Zaak C-415/05 P: Hogere voorziening, op 23 november 2005 ingesteld door Ahmed Yusuf en Al Barakaat International Foundation tegen het arrest van het Gerecht van eerste aanleg van de Europese Gemeenschappen (Tweede kamer — uitgebreid) van 21 september 2005 in zaak T-306/01, Ahmed Yusuf en Al Barakaat International Foundation tegen Raad van de Europese Unie en Commissie van de Europese Gemeenschappen

Zaak C-415/05 P: Hogere voorziening, op 23 november 2005 ingesteld door Ahmed Yusuf en Al Barakaat International Foundation tegen het arrest van het Gerecht van eerste aanleg van de Europese Gemeenschappen (Tweede kamer — uitgebreid) van 21 september 2005 in zaak T-306/01, Ahmed Yusuf en Al Barakaat International Foundation tegen Raad van de Europese Unie en Commissie van de Europese Gemeenschappen

25.2.2006

NL

Publicatieblad van de Europese Unie

C 48/11


Hogere voorziening, op 23 november 2005 ingesteld door Ahmed Yusuf en Al Barakaat International Foundation tegen het arrest van het Gerecht van eerste aanleg van de Europese Gemeenschappen (Tweede kamer — uitgebreid) van 21 september 2005 in zaak T-306/01, Ahmed Yusuf en Al Barakaat International Foundation tegen Raad van de Europese Unie en Commissie van de Europese Gemeenschappen

(Zaak C-415/05 P)

(2006/C 48/23)

Procestaal: Zweeds

Bij het Hof van Justitie van de Europese Gemeenschappen is op 23 november 2005 hogere voorziening ingesteld door Ahmed Yusuf en Al Barakaat International Foundation, Spånga (Zweden), vertegenwoordigd door Leif Silbersky en Thomas Olsson, advokater, tegen het arrest van het Gerecht van eerste aanleg van de Europese Gemeenschappen (Tweede kamer — uitgebreid) van 21 september 2005 in zaak T-306/01, Ahmed Yusuf en Al Barakaat International Foundation tegen Raad van de Europese Unie en Commissie van de Europese Gemeenschappen.

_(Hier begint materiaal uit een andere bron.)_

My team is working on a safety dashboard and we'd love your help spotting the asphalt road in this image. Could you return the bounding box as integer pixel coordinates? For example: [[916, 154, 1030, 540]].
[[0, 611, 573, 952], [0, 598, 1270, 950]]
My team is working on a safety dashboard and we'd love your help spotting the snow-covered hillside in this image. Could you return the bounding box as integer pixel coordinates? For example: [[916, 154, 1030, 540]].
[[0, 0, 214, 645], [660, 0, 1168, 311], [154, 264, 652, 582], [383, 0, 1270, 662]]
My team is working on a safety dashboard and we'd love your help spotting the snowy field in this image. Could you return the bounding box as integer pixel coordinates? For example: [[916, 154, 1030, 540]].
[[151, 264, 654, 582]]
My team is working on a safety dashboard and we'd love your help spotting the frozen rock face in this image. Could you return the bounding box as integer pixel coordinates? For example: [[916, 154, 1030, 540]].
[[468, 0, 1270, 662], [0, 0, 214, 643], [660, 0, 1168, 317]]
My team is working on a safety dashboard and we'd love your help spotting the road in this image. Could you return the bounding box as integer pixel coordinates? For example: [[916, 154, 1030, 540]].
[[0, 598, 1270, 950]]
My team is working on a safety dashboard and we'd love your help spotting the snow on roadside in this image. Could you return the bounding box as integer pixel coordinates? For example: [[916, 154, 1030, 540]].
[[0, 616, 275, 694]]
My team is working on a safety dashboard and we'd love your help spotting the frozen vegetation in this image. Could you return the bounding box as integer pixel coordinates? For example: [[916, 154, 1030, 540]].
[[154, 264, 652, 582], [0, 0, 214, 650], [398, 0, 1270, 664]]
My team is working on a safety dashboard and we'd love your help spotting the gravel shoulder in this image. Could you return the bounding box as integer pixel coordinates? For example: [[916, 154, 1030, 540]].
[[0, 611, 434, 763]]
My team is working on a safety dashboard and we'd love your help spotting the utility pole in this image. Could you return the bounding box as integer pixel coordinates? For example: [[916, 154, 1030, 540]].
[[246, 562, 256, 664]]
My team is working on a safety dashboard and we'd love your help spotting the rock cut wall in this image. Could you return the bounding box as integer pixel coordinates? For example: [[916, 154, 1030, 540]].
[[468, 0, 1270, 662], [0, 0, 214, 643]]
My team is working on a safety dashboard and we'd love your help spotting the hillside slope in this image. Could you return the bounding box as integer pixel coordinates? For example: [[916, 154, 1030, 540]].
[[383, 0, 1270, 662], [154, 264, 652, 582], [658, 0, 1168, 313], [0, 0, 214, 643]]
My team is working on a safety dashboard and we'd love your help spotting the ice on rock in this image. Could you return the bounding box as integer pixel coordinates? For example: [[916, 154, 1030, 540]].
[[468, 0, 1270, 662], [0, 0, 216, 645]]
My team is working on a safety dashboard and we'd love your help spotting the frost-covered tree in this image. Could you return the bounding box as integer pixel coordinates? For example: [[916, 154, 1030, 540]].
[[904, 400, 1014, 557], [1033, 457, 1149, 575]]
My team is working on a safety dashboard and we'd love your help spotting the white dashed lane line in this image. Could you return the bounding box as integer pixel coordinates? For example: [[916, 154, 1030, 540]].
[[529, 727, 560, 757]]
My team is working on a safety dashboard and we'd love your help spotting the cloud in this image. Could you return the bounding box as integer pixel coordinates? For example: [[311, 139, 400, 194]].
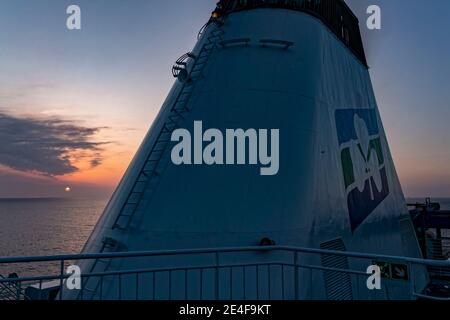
[[0, 110, 108, 177]]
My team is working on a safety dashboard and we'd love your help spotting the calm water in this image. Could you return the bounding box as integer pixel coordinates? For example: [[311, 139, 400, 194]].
[[0, 199, 108, 275], [0, 198, 450, 275]]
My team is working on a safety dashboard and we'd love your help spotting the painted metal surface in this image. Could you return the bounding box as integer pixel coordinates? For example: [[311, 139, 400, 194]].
[[70, 9, 427, 299]]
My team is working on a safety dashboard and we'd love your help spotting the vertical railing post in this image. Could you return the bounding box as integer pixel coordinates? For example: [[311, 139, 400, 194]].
[[59, 260, 64, 301], [214, 252, 220, 301], [294, 251, 299, 301], [408, 262, 416, 300]]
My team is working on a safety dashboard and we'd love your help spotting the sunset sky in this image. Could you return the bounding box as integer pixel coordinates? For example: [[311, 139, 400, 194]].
[[0, 0, 450, 198]]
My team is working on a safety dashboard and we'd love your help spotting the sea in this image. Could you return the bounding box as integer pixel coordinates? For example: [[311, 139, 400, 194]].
[[0, 197, 450, 276]]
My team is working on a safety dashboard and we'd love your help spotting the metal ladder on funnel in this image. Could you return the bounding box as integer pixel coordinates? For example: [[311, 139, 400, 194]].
[[78, 26, 224, 300], [112, 27, 224, 230]]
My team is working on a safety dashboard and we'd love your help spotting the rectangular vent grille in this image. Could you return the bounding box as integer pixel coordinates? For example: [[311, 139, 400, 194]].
[[320, 239, 353, 300]]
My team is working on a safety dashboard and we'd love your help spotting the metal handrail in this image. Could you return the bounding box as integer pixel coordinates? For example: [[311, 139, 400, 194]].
[[0, 246, 450, 267], [0, 246, 450, 301]]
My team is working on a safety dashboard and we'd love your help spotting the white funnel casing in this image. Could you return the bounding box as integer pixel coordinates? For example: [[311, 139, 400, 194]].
[[71, 8, 426, 299]]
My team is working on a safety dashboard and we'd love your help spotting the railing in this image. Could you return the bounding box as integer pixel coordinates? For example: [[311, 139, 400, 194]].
[[0, 246, 450, 300], [213, 0, 367, 66]]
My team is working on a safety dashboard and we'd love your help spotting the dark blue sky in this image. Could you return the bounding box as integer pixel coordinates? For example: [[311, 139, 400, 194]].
[[0, 0, 450, 196]]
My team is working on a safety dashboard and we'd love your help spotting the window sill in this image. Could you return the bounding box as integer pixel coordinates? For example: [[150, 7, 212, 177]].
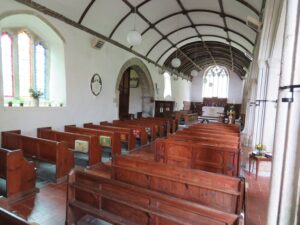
[[3, 106, 66, 111]]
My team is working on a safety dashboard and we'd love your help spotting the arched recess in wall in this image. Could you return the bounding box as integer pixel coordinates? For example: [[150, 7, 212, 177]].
[[115, 58, 154, 116], [0, 10, 66, 106]]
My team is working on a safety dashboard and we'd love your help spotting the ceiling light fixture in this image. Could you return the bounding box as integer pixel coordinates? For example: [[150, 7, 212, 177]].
[[191, 70, 198, 77], [127, 7, 142, 46]]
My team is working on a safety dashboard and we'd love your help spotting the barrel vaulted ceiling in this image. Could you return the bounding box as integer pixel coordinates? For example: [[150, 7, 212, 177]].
[[15, 0, 265, 79]]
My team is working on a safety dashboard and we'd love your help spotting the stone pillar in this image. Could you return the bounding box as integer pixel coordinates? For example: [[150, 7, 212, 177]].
[[267, 0, 300, 225]]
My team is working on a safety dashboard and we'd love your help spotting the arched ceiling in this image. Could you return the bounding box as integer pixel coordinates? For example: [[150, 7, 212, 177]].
[[15, 0, 265, 79]]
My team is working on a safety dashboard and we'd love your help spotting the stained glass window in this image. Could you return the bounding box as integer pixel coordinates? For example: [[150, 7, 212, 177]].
[[1, 33, 14, 97], [34, 43, 46, 97], [18, 32, 31, 97], [202, 66, 229, 98]]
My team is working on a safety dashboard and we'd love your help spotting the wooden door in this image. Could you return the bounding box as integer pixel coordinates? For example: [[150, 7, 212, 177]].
[[119, 68, 130, 119]]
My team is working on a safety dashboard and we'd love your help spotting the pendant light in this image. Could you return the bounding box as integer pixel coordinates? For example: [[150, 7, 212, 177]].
[[127, 7, 142, 46]]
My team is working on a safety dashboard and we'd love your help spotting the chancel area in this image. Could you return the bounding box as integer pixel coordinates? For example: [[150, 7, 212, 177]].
[[0, 0, 300, 225]]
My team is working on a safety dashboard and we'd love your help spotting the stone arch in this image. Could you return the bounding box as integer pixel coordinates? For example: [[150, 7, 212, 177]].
[[115, 58, 154, 116]]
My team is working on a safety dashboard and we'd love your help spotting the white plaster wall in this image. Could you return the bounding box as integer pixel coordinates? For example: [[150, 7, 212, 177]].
[[191, 70, 244, 104], [0, 0, 190, 135], [129, 85, 142, 115]]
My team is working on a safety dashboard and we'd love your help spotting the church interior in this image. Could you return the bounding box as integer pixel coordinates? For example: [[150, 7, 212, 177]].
[[0, 0, 300, 225]]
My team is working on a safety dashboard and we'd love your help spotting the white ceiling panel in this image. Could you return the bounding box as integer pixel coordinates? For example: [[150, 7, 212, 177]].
[[231, 42, 250, 53], [177, 37, 201, 48], [128, 0, 144, 7], [181, 0, 220, 12], [156, 14, 191, 35], [149, 40, 171, 61], [247, 0, 263, 12], [112, 14, 149, 46], [228, 32, 253, 53], [189, 12, 224, 27], [139, 0, 181, 23], [133, 29, 161, 55], [226, 18, 256, 43], [156, 14, 191, 35], [168, 28, 197, 43], [35, 0, 90, 22], [197, 26, 227, 38], [82, 0, 130, 36], [158, 48, 176, 65], [223, 0, 259, 22], [203, 37, 229, 44]]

Rekwiranten concluderen dat het den Hove behage:

1)

het arrest van het Gerecht van 21 september 2005 in zaak T-306/01 te vernietigen;

2)

verordening (EG) nr. 881/2002 nietig te verklaren;

3)

de Raad en de Commissie te verwijzen in de in de procedures voor het Gerecht en het Hof gemaakte kosten.

Middelen en voornaamste argumenten

Verzoekers voeren aan dat het Gerecht zich ten onrechte op het standpunt heeft gesteld dat de Raad bevoegd was om verordening (EG) nr. 881/2002 op de grondslag van de artikelen 60 EG, 301 EG, alsmede 308 EG vast te stellen. Zij beroepen zich voorts op het volgende:

Het Gerecht heeft zich ten onrechte op het standpunt gesteld dat verordening (EG) nr. 881/2002 voldoet aan de in artikel 249 EG gestelde voorwaarde inzake de algemene strekking.

Het Gerecht heeft zijn onderzoek of verzoekers' fundamentele rechten door verordening (EG) nr. 881/2002 zijn geschonden, ten onrechte enkel beperkt tot de vraag of de resolutie van de Veiligheidsraad verenigbaar is met de hogere regels van volkenrecht die deel uitmaken van het jus cogens. Het Gerecht heeft niet onderzocht of de verordening volgens gemeenschapsrecht geldig was, dan wel of de resolutie van de Veiligheidsraad overeenkomstig het gemeenschapsrecht en de nationale wetten ten uitvoer is gelegd.

Het Gerecht heeft zich ten onrechte op het standpunt gesteld dat verordening (EG) nr. 881/2002 noch verzoekers' rechten van de verdediging noch hun recht op een effectief beroep in rechte heeft geschonden.